O rastreio do câncer do colo do útero traz benefícios antes dos 25 anos? Por quê? 

FR: No Brasil, o rastreamento é preconizado entre os 25 e 64 anos em mulheres e pessoas com útero que já iniciaram a atividade sexual. Os exames devem ser realizados a cada três anos depois de dois exames consecutivos normais, com intervalo de um ano. Antes dos 25 anos é muito frequente a detecção de alterações inflamatórias pelo HPV que tendem à regressão. O diagnóstico dessas lesões causa muita preocupação e, frequentemente, exames, biópsias e até cirurgias desnecessárias e que podem trazer consequências para a vida reprodutiva da mulher. Também, as lesões consideradas precursoras do câncer (lesões de alto grau - NIC II/III), detectadas antes dos 25 anos, têm maior probabilidade de regredirem sem tratamento e, assim, o recomendado é não realizar tratamentos até que a mulher atinja os 25 anos. Portanto, antes dos 25 anos o rastreamento do câncer do colo do útero traz mais riscos do que benefícios. 

Após os 64 anos os exames devem ser interrompidos se a mulher tiver, pelo menos, dois exames negativos nos últimos três anos e não tiver história de tratamento de câncer de colo ou suas lesões precursoras. As evidências para interrupção dos exames após os 64 anos são menos consistentes, mas apontam para uma menor efetividade e, considerando o maior desconforto, deve ser avaliado individualmente.

Mulheres mais maduras ou que já iniciaram a vida sexual se beneficiam da vacinação contra o HPV? Por quê?  

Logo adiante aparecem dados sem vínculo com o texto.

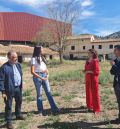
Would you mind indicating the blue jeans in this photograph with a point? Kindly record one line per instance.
(45, 84)
(8, 104)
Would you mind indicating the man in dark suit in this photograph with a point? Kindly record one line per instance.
(115, 70)
(11, 87)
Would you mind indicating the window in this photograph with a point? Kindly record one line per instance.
(83, 47)
(92, 46)
(72, 47)
(99, 46)
(111, 46)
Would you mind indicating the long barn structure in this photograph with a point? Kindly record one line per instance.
(21, 27)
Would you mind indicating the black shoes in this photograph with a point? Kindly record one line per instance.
(56, 111)
(9, 126)
(21, 117)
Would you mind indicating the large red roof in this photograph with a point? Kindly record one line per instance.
(20, 26)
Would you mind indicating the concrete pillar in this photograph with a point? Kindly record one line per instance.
(104, 57)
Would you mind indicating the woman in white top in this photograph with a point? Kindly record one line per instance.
(40, 78)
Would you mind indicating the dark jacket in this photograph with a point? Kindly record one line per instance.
(7, 78)
(115, 70)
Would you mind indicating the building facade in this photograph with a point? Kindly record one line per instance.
(77, 47)
(20, 27)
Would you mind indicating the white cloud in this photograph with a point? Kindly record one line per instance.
(86, 3)
(5, 9)
(104, 32)
(33, 3)
(86, 14)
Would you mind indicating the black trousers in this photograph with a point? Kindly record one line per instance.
(117, 93)
(8, 104)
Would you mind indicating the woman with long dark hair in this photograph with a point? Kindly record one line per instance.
(40, 78)
(91, 80)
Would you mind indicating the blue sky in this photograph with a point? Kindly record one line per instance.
(100, 17)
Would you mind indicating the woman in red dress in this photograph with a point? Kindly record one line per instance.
(91, 79)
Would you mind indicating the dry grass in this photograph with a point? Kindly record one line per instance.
(70, 96)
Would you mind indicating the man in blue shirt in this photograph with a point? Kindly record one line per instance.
(11, 87)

FR: Essa é uma questão bastante controversa. Apesar de as vacinas contra o HPV serem muito seguras e estarem aprovadas para uso até os 45 anos, a efetividade na prevenção de infecção persistente e lesões precursoras demonstradas em mulheres que já tiveram contato com o HPV é de cerca de 30%. Por isso, as recomendações da OMS e do MS do Brasil é aplicar entre os 9 e 14 anos, quando se espera um menor risco de a adolescente já ter tido contato com o HPV. Após o início da vida sexual, esse risco pode chegar até a 80%, o que compromete a efetividade da vacina, que é preventiva e não terapêutica.

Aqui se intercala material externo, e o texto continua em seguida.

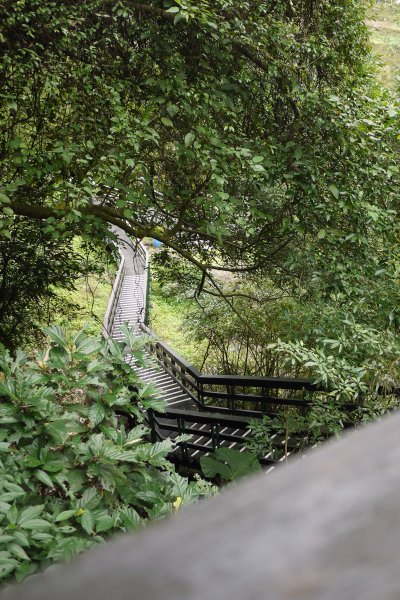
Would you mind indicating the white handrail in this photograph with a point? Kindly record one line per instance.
(108, 320)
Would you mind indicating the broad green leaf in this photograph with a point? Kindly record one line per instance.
(30, 513)
(189, 138)
(334, 191)
(66, 514)
(35, 524)
(43, 477)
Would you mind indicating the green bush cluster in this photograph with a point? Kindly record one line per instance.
(75, 462)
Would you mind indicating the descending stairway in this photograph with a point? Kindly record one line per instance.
(213, 410)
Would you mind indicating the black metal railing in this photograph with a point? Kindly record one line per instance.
(235, 394)
(109, 317)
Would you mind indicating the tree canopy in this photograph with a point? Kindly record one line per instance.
(234, 132)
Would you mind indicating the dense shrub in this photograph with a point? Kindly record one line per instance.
(76, 465)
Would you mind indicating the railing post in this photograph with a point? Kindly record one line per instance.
(215, 435)
(152, 424)
(148, 293)
(200, 393)
(183, 445)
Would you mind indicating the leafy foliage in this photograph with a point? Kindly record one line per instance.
(226, 130)
(75, 462)
(33, 266)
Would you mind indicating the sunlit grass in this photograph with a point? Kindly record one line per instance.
(167, 321)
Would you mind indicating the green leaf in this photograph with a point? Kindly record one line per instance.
(167, 121)
(87, 521)
(43, 477)
(30, 513)
(130, 518)
(104, 524)
(189, 138)
(18, 551)
(66, 514)
(35, 524)
(211, 468)
(334, 191)
(96, 414)
(56, 335)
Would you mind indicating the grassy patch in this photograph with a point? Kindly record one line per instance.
(89, 299)
(168, 320)
(384, 24)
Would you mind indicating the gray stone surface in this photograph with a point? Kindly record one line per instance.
(325, 527)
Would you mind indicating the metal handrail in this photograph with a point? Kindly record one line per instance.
(109, 316)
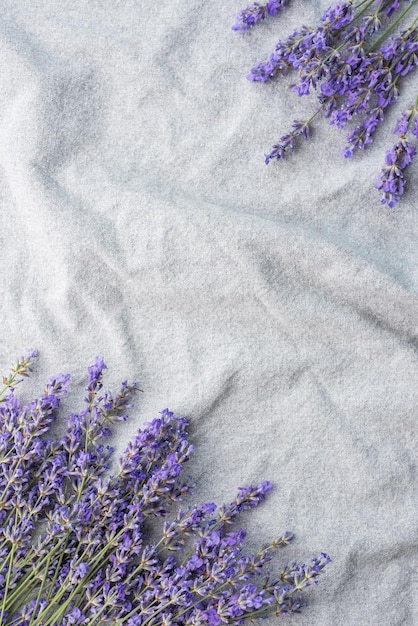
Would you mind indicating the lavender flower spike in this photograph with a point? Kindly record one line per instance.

Você pode comentar sobre a adesão à vacinação contra o HPV? As campanhas e estratégias promovidas pelo MS têm surtido efeito na faixa-etária que precisa receber o imunizante?  

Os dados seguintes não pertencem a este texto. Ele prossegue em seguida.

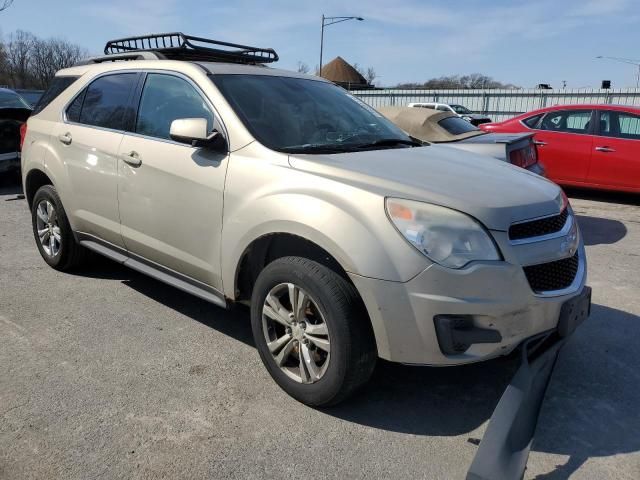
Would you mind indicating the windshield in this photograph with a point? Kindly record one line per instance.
(299, 115)
(9, 99)
(460, 109)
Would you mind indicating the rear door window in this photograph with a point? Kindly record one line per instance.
(532, 122)
(105, 102)
(619, 125)
(56, 87)
(569, 121)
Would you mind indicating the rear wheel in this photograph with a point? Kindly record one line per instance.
(52, 231)
(311, 331)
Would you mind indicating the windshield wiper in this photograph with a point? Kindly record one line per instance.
(317, 148)
(388, 142)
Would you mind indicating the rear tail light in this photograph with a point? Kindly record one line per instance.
(23, 133)
(524, 157)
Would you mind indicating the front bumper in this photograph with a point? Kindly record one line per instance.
(495, 295)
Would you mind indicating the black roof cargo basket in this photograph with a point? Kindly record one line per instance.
(178, 46)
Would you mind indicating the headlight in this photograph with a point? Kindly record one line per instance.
(446, 236)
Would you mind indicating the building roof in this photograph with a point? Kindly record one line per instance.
(339, 71)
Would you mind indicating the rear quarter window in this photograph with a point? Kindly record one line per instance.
(105, 102)
(532, 122)
(456, 125)
(56, 87)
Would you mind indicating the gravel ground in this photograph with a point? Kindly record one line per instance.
(109, 374)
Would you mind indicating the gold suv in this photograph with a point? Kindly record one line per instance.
(196, 164)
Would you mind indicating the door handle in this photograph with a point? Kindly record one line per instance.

FR: A cobertura vacinal ideal é de, segundo a OMS, de 90% das meninas e adolescentes. Estamos distantes dessa meta e países que a atingiram utilizaram a vacinação em escolas, o que não é o nosso caso atualmente. A "Chamada para Ação para eliminação do Câncer do Colo do Útero” da OMS inclui essa meta para os países, além da adoção de testes de rastreamento de alta performance, como os testes ora em discussão, e o tratamento adequado de 90% das mulheres identificadas como doentes no rastreamento.